Appreciating Tadpole Haven’s Habitat

May Day is almost upon us, and the nursery is MUCH calmer than last year.  I’ve heard no rumors of a Moss-in this year.  I guess all the plants are feeling appreciated – it IS Native Plant Appreciation Week!  

Tadpole Haven’s plants get plenty of appreciation right here from all the little creatures that make Tadpole Haven home.  In the last week or so, Lisa and I have found a couple of Rough-skinned Newts and a Long-toed Salamander hiding among the plant pots.  Our nursery provides a good home for native critters.  It is hospitable partly because we don’t use toxic chemicals or “hot” chemical fertilizers on our plants.  These amphibians appreciate the fact that most of the plants sit on a bed of wood chips that is ever in the process of breaking down, enriching the soil and providing “habitat” for fungi, worms, beetles and other small invertebrates (many of which the salamanders and newts eat for lunch!).

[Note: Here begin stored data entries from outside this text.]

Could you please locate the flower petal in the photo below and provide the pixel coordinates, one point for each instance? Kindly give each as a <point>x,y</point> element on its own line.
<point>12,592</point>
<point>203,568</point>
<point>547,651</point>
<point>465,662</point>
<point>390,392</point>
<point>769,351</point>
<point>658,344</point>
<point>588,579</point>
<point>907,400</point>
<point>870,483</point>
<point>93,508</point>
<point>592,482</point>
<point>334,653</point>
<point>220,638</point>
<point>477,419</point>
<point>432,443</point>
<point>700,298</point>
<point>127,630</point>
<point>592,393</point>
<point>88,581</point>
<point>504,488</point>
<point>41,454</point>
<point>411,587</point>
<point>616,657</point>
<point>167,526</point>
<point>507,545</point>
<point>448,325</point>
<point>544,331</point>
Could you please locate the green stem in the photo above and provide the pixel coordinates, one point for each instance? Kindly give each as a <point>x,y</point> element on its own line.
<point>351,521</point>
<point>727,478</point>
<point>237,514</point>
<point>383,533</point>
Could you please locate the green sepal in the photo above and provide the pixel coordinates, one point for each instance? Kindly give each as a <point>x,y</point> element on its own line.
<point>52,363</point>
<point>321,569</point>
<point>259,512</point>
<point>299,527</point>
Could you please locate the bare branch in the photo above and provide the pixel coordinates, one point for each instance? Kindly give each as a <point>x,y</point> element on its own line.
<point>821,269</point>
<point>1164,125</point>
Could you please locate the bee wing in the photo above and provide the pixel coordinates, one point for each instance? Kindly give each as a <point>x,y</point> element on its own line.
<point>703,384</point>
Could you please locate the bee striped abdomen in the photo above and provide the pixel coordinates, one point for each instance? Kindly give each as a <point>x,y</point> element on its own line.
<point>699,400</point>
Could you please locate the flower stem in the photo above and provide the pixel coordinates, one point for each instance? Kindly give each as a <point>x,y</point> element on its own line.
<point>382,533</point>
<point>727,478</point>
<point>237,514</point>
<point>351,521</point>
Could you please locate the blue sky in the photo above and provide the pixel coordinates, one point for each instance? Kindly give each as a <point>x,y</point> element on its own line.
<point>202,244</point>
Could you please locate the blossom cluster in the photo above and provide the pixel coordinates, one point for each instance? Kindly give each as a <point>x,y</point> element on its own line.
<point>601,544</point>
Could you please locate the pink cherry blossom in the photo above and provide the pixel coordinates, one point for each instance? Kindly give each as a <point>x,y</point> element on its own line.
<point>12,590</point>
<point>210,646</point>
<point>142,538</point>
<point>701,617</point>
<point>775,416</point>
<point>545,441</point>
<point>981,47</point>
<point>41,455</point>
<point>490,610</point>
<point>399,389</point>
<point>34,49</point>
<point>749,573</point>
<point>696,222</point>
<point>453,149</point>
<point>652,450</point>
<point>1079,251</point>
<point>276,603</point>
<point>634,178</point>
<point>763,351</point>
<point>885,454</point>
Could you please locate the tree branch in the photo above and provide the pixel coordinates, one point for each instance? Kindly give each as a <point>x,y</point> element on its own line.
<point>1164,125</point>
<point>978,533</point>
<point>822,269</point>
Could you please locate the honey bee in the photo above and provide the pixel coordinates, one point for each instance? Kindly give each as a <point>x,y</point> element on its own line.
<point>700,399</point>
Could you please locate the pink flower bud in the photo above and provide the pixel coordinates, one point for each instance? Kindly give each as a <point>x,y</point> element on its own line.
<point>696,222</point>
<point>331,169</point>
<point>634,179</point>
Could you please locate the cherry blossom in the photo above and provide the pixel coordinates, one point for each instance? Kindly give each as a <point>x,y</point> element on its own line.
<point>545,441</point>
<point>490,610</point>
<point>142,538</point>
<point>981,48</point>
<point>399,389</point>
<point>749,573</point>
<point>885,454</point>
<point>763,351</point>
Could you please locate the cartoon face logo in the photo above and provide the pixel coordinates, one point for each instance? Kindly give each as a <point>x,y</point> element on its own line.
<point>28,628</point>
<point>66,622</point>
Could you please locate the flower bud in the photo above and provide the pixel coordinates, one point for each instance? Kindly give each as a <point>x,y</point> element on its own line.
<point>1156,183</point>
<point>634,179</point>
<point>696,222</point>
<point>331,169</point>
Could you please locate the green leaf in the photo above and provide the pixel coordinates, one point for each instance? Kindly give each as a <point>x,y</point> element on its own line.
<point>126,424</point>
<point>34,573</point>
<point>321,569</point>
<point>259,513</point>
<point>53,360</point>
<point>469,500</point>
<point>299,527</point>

 The Pacific Chorus Frog eggs have hatched, and the tiny tadpoles are visible along the edges of their kiddy pools.  The Mason Bees are becoming more active, laying eggs in their house and stashing nectar and pollen with the eggs for the larvae to eat.  They gather nectar and pollen from the nursery plants and native plants around the adjacent fields and woods.

 This morning I opened up the greenhouse and discovered that a hummingbird had spent the night.  It must have come in yesterday afternoon seeking nectar from the Great Camas (Cammassia leichtlinii), which is in beautiful full bloom, and the Upland Larkspur (Delphinium nuttallii), which has started to flower.

 And other birds are appreciating the native plant habitat in and around the nursery.  I am always seeing Juncoes flitting along low to the ground, in among the nursery pots.  And the Varied Thrushes have been serenading all day long from the big Douglas Firs (Pseudotsuga menziesii) and Western Hemlocks (Tsuga heterophylla).